We spent the last full day of our European adventure revisiting a few special spots in Dublin. The National Museum takes us back to earliest Celtic times, and makes me crave their jewelry. Don’t know what else they were wearing, but their use of gold 4,500 years ago is not to be believed.
Peat bogs are wonderful for keeping things safe over the centuries, and it is astonishing to see what comes out of the ground. Makes you wonder what else is still there.
Lots of other trinkets here, including the breathtaking Tara Brooch. Although the brooch is named after the Hill of Tara, traditionally seen as the seat of the High Kings of Ireland, the Tara Brooch has no connection to either. The brooch was supposedly found in August 1850 on the beach at 30 miles north of Dublin. A peasant woman claimed to have found it in a box buried in the sand and then it was sold to a Dublin jeweler who renamed it the “Tara Brooch” to make it more appealing. That worked.
When the Vikings came in the 8th century, things got a lot more interesting, and occasionally a lot more bloody. New technology and a currency system came on the scene, both very helpful.
Bogs also do a great job of preserving bodies, and several ancient ones in amazing condition are presented here. But I’ll spare you their remains.
Across from our hotel is a building called the Bank of Ireland, but which started life as the Irish Parliament in 1727, the world’s first purpose-built two-chamber parliament house. It served as the seat of both chambers (the Lords and Commons) for most of the 18th century, until that parliament was abolished by the Act of Union of 1800, when Ireland became part of the UK. Not a happy time. In order to discourage further large meetings, the main chamber was reconfigured into smaller spaces, but the House of Lords remains, and the ceremonial mace of state is housed there.

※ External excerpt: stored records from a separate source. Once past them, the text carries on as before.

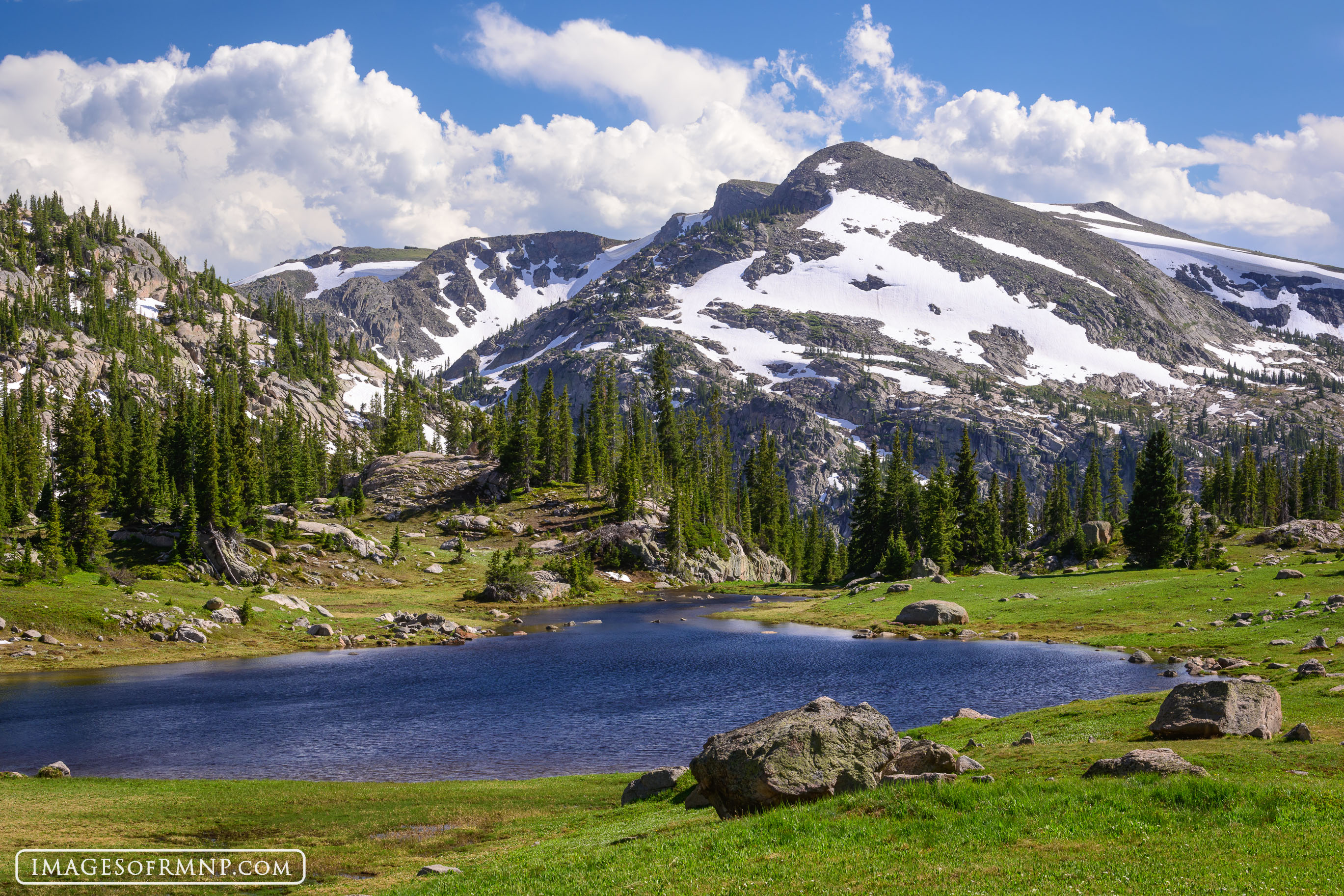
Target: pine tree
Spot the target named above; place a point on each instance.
(82, 493)
(1090, 504)
(52, 547)
(897, 562)
(1154, 532)
(1116, 492)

We did take the time to walk into St. Stephen’s Green and have a nice moment by the lake. Lots of other nice moments here. We waved to Oscar Wilde, lounging on Merrion Square across from his home, and said goodbye to all many parts of Dublin that charm us. This is a great city, and it just made us happy to be here once more.
Don’s Food Corner
For my last two meals in Ireland I went traditional. Cottage pie on one day, smoked salmon and brown bread on the other. Each meal was prepared exactly as one would hope and confirms why they are classics enjoyed wherever the Irish and English have cultural roots.
The only somewhat surprising thing about the serving of the cottage pie was that I was asked whether I wanted a baked potato with it. A baked potato in addition to the mounds of mashed potato on top of the meat filling? I opted for a salad instead.
The baked potato offer reminded me, however, of one of our early trips to London in the 1970’s when we went to a pizza place and were served baked potatoes with our pizzas. I remember being somewhat startled by the sight. When I questioned the waitress about it, I got a simple reply: “Ya gotta ‘ave your veg, luv.”